Deutsch-amerikanische Beziehungen
Gastkommentar: Frischen Wind, bitte!

Bundeskanzlerin Merkel steht bei ihrer USA-Reise vor einem Balanceakt. Auf der einen Seite muss sie darauf achten, dass die florierenden deutsch-amerikanischen Wirtschaftsbeziehungen nicht schlecht geredet werden. Andererseits erwarten deutsche Unternehmer, dass sie die teilweise haarsträubende Behinderung ausländischer Investoren in den USA offen anspricht.

Die politischen Verstimmungen über den Irakkrieg haben den transatlantischen Wirtschaftsbeziehungen nicht geschadet. Im Gegenteil. Die USA sind nach wie vor wichtigster Handelspartner Deutschlands außerhalb Europas und Zielland Nr. 1 für deutsche Direktinvestitionen. Dies gilt trotz der zunehmenden rechtlichen Schwierigkeiten, die die Tätigkeit vor Ort und den Vertrieb deutscher Produkte erschweren oder sogar verhindern. Dies gilt insbesondere für mittelständische Firmen, die weniger Möglichkeiten haben, sich gegen gesetzliche Hürden auf dem US-Markt durchzusetzen.

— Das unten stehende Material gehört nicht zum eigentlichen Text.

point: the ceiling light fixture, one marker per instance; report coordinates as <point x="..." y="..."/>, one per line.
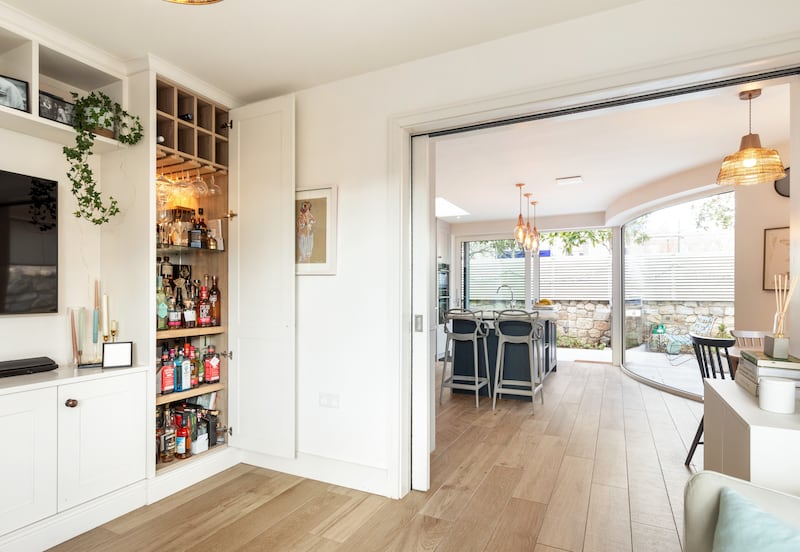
<point x="520" y="229"/>
<point x="752" y="164"/>
<point x="193" y="2"/>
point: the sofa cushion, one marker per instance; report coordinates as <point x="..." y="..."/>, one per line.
<point x="743" y="526"/>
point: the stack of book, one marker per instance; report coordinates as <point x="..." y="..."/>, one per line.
<point x="755" y="364"/>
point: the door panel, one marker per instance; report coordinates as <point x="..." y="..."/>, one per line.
<point x="262" y="316"/>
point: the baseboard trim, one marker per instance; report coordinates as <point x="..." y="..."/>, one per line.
<point x="345" y="474"/>
<point x="194" y="471"/>
<point x="70" y="523"/>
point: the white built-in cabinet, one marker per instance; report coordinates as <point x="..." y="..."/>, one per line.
<point x="28" y="463"/>
<point x="70" y="441"/>
<point x="102" y="438"/>
<point x="104" y="445"/>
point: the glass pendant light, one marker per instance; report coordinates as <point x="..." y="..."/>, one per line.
<point x="520" y="230"/>
<point x="752" y="164"/>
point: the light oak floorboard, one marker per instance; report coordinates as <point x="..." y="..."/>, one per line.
<point x="598" y="467"/>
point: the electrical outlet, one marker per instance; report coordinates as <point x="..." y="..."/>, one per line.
<point x="329" y="400"/>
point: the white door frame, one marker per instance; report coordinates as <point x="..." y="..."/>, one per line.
<point x="716" y="67"/>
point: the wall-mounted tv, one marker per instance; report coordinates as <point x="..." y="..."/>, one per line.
<point x="28" y="244"/>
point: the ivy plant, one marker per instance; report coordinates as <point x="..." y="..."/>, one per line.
<point x="91" y="113"/>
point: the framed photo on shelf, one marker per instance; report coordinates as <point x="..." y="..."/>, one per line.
<point x="776" y="255"/>
<point x="315" y="231"/>
<point x="13" y="93"/>
<point x="55" y="108"/>
<point x="118" y="354"/>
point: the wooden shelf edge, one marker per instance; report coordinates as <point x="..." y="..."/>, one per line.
<point x="190" y="332"/>
<point x="197" y="391"/>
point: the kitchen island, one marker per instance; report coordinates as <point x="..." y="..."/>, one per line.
<point x="516" y="365"/>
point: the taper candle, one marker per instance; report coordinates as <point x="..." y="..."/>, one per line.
<point x="105" y="315"/>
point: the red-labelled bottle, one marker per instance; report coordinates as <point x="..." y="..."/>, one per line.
<point x="183" y="439"/>
<point x="167" y="373"/>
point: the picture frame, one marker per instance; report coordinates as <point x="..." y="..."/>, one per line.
<point x="315" y="231"/>
<point x="13" y="93"/>
<point x="118" y="354"/>
<point x="776" y="255"/>
<point x="55" y="108"/>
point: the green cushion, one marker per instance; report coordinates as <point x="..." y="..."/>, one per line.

Seit den Terroranschlägen vom 11. September 2001, aber auch zum Schutz amerikanischer Betriebe, hat die Regierung Bush zahlreiche Gesetze erlassen, die ausländische Firmen teils massiv beeinträchtigen. Wichtigster Zankapfel ist dabei die Verschärfung des Einwanderungsrechtes. Die Entsendung von Mitarbeitern wurde erheblich erschwert. Die Tätigkeit eines Mitarbeiters in den USA ist für deutsche Firmen kaum noch planbar, da sich die Bearbeitung von Visa immer wieder verzögert und die Einreisekontrollen kaum noch berechenbar sind.

Mit fatalen Folgen: Hat ein Unternehmen ein Projekt, z.B. einen Brückenbau, fertig gestellt, der zuständige Techniker kann zur Abnahme aber nicht Einreisen, verzögert sich der Abschluss. Neben der Unzufriedenheit des Auftraggebers drohen zusätzliche Kosten und Vertragsstrafen.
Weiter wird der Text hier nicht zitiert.